The August 1914 opening of the Panama Canal briefly changed the strategic perception of Sāmoa.
The canal, it was thought, would move shipping lanes, and places like Sāmoa would become transit ports and coaling stations. That quickly proved wrong; the outbreak of war and the switch to oil in ships ensured that Sāmoa would again become a little visited outpost. Before that happened, another technology decisively defined Sāmoa. In 1914 the German company Telefunken erected a radio mast in the hills above Āpia. Until the radio station, Sāmoa’s closest point with a telegraphic connection was Auckland, 2800 kilometres to the south, a week or more sailing. Getting a message from Āpia to Germany took, at best, seven to 13 days and up to 33 days if things went badly. One time Sāmoa chief justice Henry Ide reckoned that the issues of the 1890-1899 era had been because of the lack of telegraphic communication, leading to ‘great mischief in unauthorised acts: ‘extreme action on the part of officials located there, remote from controlling authority, magnifying their own positions and powers, and inclined to take extraordinary action under the impulse of sudden and insular excitement.’ Author Stevenson had picked up on it, writing of events in August 1887 when German gunboats sat in the harbour: ‘They waited inactive, as a burglar waits till the patrol goes by. And on the 23rd, when the mail had left for Sydney, when the eyes of the world were withdrawn, and Samoa plunged again for a period of weeks into her original island-obscurity, Becker opened his guns.’
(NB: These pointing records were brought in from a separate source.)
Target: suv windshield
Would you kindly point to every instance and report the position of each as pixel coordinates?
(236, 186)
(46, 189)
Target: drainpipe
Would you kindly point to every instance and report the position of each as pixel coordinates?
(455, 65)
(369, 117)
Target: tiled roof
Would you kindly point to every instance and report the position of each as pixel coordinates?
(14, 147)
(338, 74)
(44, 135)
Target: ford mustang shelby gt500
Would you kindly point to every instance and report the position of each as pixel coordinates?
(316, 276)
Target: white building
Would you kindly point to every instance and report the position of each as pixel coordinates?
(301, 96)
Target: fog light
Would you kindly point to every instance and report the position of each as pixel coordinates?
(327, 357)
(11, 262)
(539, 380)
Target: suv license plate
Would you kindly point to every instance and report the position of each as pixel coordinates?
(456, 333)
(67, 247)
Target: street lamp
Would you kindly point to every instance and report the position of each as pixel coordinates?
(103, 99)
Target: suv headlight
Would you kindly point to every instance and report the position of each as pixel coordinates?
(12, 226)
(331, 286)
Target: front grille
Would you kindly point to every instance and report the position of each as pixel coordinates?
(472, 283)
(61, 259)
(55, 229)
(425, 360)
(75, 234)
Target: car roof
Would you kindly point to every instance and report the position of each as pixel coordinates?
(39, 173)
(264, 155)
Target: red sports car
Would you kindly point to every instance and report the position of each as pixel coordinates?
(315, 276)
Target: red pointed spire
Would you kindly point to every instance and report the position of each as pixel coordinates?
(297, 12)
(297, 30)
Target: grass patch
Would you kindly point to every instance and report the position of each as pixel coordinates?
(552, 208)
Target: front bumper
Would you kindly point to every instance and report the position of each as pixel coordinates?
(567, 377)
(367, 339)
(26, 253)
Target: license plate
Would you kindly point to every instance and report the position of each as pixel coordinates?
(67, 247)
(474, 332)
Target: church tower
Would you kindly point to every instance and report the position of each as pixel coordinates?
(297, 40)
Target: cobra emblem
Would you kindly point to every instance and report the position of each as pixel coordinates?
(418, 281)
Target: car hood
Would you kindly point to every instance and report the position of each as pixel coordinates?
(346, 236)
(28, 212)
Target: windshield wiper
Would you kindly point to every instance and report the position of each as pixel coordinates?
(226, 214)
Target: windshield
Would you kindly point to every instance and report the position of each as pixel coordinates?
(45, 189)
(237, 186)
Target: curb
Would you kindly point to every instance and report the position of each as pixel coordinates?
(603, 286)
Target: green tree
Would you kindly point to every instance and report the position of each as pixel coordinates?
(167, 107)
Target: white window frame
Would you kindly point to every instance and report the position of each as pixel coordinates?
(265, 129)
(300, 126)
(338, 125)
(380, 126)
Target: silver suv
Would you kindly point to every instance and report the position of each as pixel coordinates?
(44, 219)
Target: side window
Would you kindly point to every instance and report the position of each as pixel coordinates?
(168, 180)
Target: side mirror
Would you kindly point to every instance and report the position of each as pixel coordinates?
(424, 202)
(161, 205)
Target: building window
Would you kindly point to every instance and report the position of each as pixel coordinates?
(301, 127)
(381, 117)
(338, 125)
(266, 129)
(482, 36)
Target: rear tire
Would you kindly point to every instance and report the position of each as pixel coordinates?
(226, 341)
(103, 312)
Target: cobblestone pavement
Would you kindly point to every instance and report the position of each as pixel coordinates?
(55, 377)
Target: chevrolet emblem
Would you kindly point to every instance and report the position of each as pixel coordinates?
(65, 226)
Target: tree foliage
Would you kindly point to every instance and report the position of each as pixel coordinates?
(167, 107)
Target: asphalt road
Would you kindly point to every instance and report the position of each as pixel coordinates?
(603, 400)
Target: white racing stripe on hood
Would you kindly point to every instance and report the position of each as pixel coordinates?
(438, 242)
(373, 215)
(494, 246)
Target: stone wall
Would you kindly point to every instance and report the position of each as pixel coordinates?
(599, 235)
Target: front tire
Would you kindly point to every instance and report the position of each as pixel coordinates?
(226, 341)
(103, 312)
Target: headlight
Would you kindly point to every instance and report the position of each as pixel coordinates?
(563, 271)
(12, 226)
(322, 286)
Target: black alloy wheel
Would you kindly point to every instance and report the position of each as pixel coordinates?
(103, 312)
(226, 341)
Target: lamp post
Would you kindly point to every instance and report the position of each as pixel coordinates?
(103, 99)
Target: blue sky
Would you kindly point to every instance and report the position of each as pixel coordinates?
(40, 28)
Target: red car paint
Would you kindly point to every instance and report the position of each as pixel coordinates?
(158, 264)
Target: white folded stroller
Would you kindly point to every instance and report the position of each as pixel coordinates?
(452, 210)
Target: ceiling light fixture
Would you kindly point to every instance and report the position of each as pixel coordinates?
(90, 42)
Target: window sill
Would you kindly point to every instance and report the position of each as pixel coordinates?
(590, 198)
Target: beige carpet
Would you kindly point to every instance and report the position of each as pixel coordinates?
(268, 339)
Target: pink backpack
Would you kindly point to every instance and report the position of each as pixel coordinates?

Germany’s radio network was more than just speed. Its marine cables were vulnerable, and colonies and potential allies could be cut off from Germany. Telefunken would prevent that. Āpia’s new radio would not directly hear or send to Berlin. It was connected through other German territories in Nauru, New Guinea, Yap in Micronesia and China. Radio gave Sāmoa strategic significance to London, preparing for war. Germany’s Ostasiengeschwader offered little threat to Royal Navy supremacy. It could, if directed by radio, interfere with commerce and the shipment of soldiers from Australia and New Zealand. Sāmoa radio became operational in July 1914, coincidentally at a critical juncture of world history.
On 28 June 1914, Gavrilo Princip killed the Austro-Hungarian Archduke Franz Ferdinand and his wife Sophie as they drove through Sarajevo in an open car. It started a sequence that saw Germany declare war on Russia on 1 August 1914. Telefunken’s network of stations were handed over to the German Imperial Admiralty which began warning the German fleet. Three days later Germany invaded Belgium and declared war on France. Britain went to war on 4 August 1914, dragging its empire along. King-Emperor George V’s declaration of war was read to 15,000 people gathered on the steps of Parliament in Wellington on Wednesday 5 August 1914 by the Governor Arthur Foljambe, the Earl of Liverpool. New Zealand participation was assumed. On that day in the Atlantic the British General Post Office ship CS Albert severed the five undersea telegraph cables that linked Germany with the United States. German message traffic would have to go via neutral Sweden where it could be intercepted by the Allies and coded traffic ended up in Admiralty Room 40 in London, to be broken.
Deutsch-Sāmoa, thanks to the new radio, was up to date on global events. Schultz notified Thomas Trood, the ageing British consul, that British subjects would be protected if they remained peaceful and neutral. Overseas mail stopped, imported foods disappeared. Traders would not buy copra, Sāmoanische Zeitung dropped to half its normal size. With no militia, the Germans knew they were on their own. The armoury ran to 50 outdated rifles, used earlier in the year on the four teenagers. Its ammunition had been depleted in that action. An old cannon took half an hour to load. Schultz met with settlers. Wilhelm Hagedorn wanted to fight: ‘Giving Sāmoa as a prize without a fight would lower our prestige. If the opposition is too great we could retire. A prize given without resistance amounts to an invitation to the enemy to eat and drink.’ Schultz ordered 100,000 marks (about NZ$1m in 2016 value) loaded onto DH&PG’s boat SS Staatssekretär Solf, and sent it to Pago Pago. A report from the Independent Cable Association out of New York, dated 21 August, was published under the headline ĀPIA UNTENABLE: ‘The German commander in Sāmoa apparently regards Āpia as indefensible as merchant vessels have conveyed all the Government bullion and private deposits to Pago Pago, in American Sāmoa.’ The administration money was stored in DH&PG’s account in neutral American Sāmoa until 1917 when the United States declared war on Germany and it was seized by US Presidential order. The boat was renamed USS Sāmoa, it was armed with four three-pound semi-automatic guns. She spent the rest of the war swinging at anchor. She was to be the only US Navy ship named Sāmoa. There had been a plan to build a cruiser with that name in 1942 but its Alaska class of ship was cancelled.